Ewen Le Borgne writes that, “Institutional memory feeds off strong personal knowledge management among individual staff members”. Personal knowledge mastery is a set of processes, individually constructed, to help each of us make sense of our world and work more effectively. PKM is an ongoing process of filtering information from our networks, creating knowledge individually and with our teams, and then discerning with whom and when to share the artifacts of our knowledge. PKM helps to put our knowledge maps out there for others to see.

The field of knowledge management is nothing without people engaged in the process. Viola Spolin, creator of the ‘Theater Games’ actor training system, said that, “Information is a weak form of communication.” But, it can be improved, as Gary Schwartz notes, “Story becomes important in the ordering of all this information.” Stories are the glue, holding information together in some semblance of order, for our brains to process into knowledge.

But time and place for telling stories are also important. In Working the Past: Narrative and Institutional Memory  Charlotte Linde discusses the importance of ‘occasions’ in sharing institutional memory. “Without the occasion, the story rarely or never gets told”. Linde concludes that, “A story not having a proper occasion on which it can or must be told exists in an archive if it exists at all. An institution not having a range of occasions for telling stories is not likely to be working its past very hard.” My own experience in the military reflects many different occasions, from formal to very relaxed, in which to share stories.

For example, while any company’s institutional memory should be what Linde refers to as an open canon, or one that has new stories added over time, there is also a place for an official version of certain stories. An example is the first authorized history of MidWest Insurance, published in 1955 and still printed for internal use. Linde at first wondered if the book was more for show than use.

I began to wonder whether the book was displayed as a talisman of loyalty or whether it really was read. When I mused on this question to a district manager I had come to know, she assured me that she used it all the time. I asked what she used it for. Her answer was that she “mined it for stories” for speeches, since she had come to the company relatively recently, and that she didn’t know the history “by blood”, that is, she did not come from a MidWest family, and had joined MidWest in the middle of her career.

We are hard-wired to tell and remember stories. It probably began when we started to sit around a fire. Early humans may have diverged from other primates when they began eating meat. This meat was likely burnt from frequent lightning strikes on the African savanna. They did not even have to know how start a fire, only how to keep one going. Eating cooked meat gave a much higher caloric intake and human brains grew significantly larger than their primate cousins.

As humans developed a taste for cooked meat and a source of constant fire at their campsites, they had to work together socially. Hunting or gathering during the day was very task-focused but in the evening groups of our ancestors sat around the fire for protection. This is where storytelling began. Modern day Ju/’hoansi of the Kalahari Desert reflect this in their daily routine — ‘daytime talk’ and ‘fireside talk’ are quite different. The vocabulary of the latter is much larger and evenings are much more engaged in storytelling. This is one of the initial premises of Edward O. Wilson’s book, The Origins of Creativity.

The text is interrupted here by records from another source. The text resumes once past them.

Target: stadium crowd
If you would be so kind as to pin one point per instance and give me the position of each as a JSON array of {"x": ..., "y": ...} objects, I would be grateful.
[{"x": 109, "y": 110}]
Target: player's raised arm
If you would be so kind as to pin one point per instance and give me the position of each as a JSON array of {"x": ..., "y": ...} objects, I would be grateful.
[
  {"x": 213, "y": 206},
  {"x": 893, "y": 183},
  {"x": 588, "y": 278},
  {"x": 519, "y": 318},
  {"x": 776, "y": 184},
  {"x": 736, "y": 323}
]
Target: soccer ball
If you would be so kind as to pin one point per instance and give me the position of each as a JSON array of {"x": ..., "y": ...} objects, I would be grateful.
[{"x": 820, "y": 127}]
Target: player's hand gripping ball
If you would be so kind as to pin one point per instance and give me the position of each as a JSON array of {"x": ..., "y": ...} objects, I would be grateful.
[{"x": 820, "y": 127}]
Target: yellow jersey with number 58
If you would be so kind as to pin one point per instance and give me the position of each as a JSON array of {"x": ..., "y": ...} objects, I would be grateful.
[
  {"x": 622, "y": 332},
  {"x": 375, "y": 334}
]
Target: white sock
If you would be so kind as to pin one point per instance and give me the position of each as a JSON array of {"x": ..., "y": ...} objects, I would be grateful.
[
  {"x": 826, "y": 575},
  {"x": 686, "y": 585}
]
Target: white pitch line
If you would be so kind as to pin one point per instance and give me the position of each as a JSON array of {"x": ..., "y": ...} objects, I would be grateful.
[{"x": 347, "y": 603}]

However, I will close with a word of caution. While storytelling skills may be important, a critical network era skill — as we get inundated with stories on social media — will be the ability to deconstruct stories, or story skepticism. Thinking critically about how a story affects us emotionally is important before hitting the Tweet or Post buttons that are now so handy on our smart devices. We need to become story skeptics so the many emerging and deceptive storytellers do not lead us astray.